In the deferred settlement process be it gross settlement or net settlement there exists a settlement finality risk, since settlement involves a time lag. In net settlement the banks have to hold less liquidity and the transaction cost is low. However, there is implicit credit risk in net settlement, from fig.1 above in net settlement transaction, banks are giving each other unsecured credit on basis of payments that are not immediately settled in final terms. Thus participants in payment systems are exposed to credit and liquidity risk that constitute settlement risk. Similar risk exists where there are cases of deferred gross settlement.

The solution to the bilateral settlement risk problem is a multilateral settlement system that involves more than two parties. Particularly a Central Counter Party (CCP) that takes bilateral exposure to all the other parties in the system. Central counterparty is usually the members self-backed or a government-backed institution that takes on the bilateral credit exposure, of each participant in the system. It allows settlement on a net basis and reduces transaction costs significantly, while the risk of counterparty default is transferred on to the CCP. Fig. 2 below depicts a stylised example of multilateral net settlement.

Institutions and Organisations in payment system

Principles of Financial Market Infrastructure

A Financial Market Infrastructure (FMI) is a multilateral system among participating institutions, including operators of the system. The term FMI is used for the entities that are involved in clearing, settling, or recording financial transactions such as payments, securities, and derivatives. The international standards and best practices are set out by CPSS-IOSCO in principles of FMI (PFMI).[5] The RBI in line with international standards described designated FMIs and released a policy document on regulation and supervision of FMIs in India under its regulation on FMIs in 2013.[6] The PFMI stipulates public policy objectives, scope, and key risks in financial market infrastructures such as systemic risk, legal risk, credit risk, general business risks, and operational risk. Below is the table accommodating CPSS-IOSCO principles applicable to PMIs participating in payment systems.

Principles of FMI (PFMI) Scope of Regulation
Principle 1: Legal Basis Legal basis defines foundation for relevant parties to define rights and obligations of the FMI, its participants and other relevant parties such as customers, custodians, settlement banks and service providers.

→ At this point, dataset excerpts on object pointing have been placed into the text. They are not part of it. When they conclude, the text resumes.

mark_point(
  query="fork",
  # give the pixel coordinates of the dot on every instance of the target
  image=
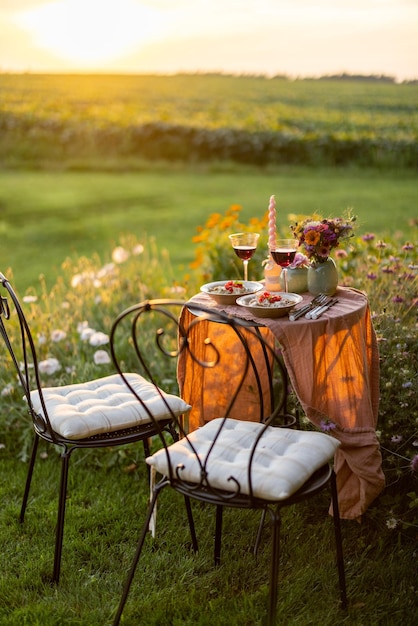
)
(296, 313)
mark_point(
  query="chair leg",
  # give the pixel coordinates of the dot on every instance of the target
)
(274, 566)
(137, 555)
(218, 534)
(65, 460)
(191, 523)
(260, 531)
(29, 478)
(338, 542)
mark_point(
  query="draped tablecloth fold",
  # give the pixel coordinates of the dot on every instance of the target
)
(333, 366)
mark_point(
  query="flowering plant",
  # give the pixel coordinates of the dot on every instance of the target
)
(318, 236)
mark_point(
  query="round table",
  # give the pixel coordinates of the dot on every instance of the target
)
(333, 366)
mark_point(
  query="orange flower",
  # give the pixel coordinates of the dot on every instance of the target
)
(312, 237)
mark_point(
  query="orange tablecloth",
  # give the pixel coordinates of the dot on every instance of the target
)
(333, 365)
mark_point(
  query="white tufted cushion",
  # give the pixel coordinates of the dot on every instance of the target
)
(104, 405)
(283, 462)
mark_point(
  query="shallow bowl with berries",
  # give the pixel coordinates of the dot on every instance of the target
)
(269, 303)
(227, 291)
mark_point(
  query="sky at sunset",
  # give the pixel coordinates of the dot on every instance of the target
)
(292, 37)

·  FMI should have rules, procedures that provide high degree of certainty for each material aspect of FMI activities.

·  FMI able to articulate the legal basis of its activities to participant customers, authorities in clear and understandable way.

 

Principle 2 : Governance It enrolls a set of relationships between owners, board of directors, and management of FMI with other stakeholders.

·  Documented set of roles and responsibilities specifying procedures for function of FMI.

·  Clear and documented risk management framework

 

Principle 3 : Framework for the

Comprehensive management of risks

FMIs should have integrated and comprehensive view of risks.

·  Comprehensive risk policies, procedures and controls

·  To have robust information and control systems

·  Scenarios that can potentially prevent FMI from critical operations and services as going concern.

 

Principle 4: Credit Risk FMIs should effectively measure, monitor, and manage its credit exposures and such risk arising from payment, clearing, and settlement processes. FMIs should maintain sufficient capital to cover credit risk exposure to other participant.

·  FMI to establish robust framework to manage credit risk exposures arising from payment, clearing and settlement processes including current exposures and potential future exposures.

·  CCP to cover current and future exposure with high degree of confidence using margin and other financial resources.

 

Principle 5: Collateral Collateralisation protects FMI from credit event of a participant default.

·  An FMI guideline on eligible collateral assets and limits in respect to credit, liquidity and market risks.

·  Policies concerning valuing collateral, limiting procyclicality, rehypothecation, concentration of collateral and robust management system.

 

Principle 7 : Liquidity Risk It is the risk which arises to FMI from failure of a participant or other entity that cannot settle their payment obligations due during clearing and settlement.

·  Robust framework to manage liquidity risks, settlement banks, nostro agents, custodian banks, liquidity providers and other banks.

·  FMI should clearly identify its sources of liquidity risk.

·  Managing liquidity risk by using real time gross settlement (RTGS) mechanism in place of deferred net settlement (DNS) and use of central bank services.

·  Maintaining sufficient liquid resources to effect settlement of payment obligations with a high degree of confidence.

 

Principle 8 : Settlement Finality FMI should have clear and certain final settlement of payment instruction. Final settlement is where transfer is irrevocable and unconditional. It is a legal defined moment (see principle 1: legal basis)

·  Rules and procedures defining point of settlement.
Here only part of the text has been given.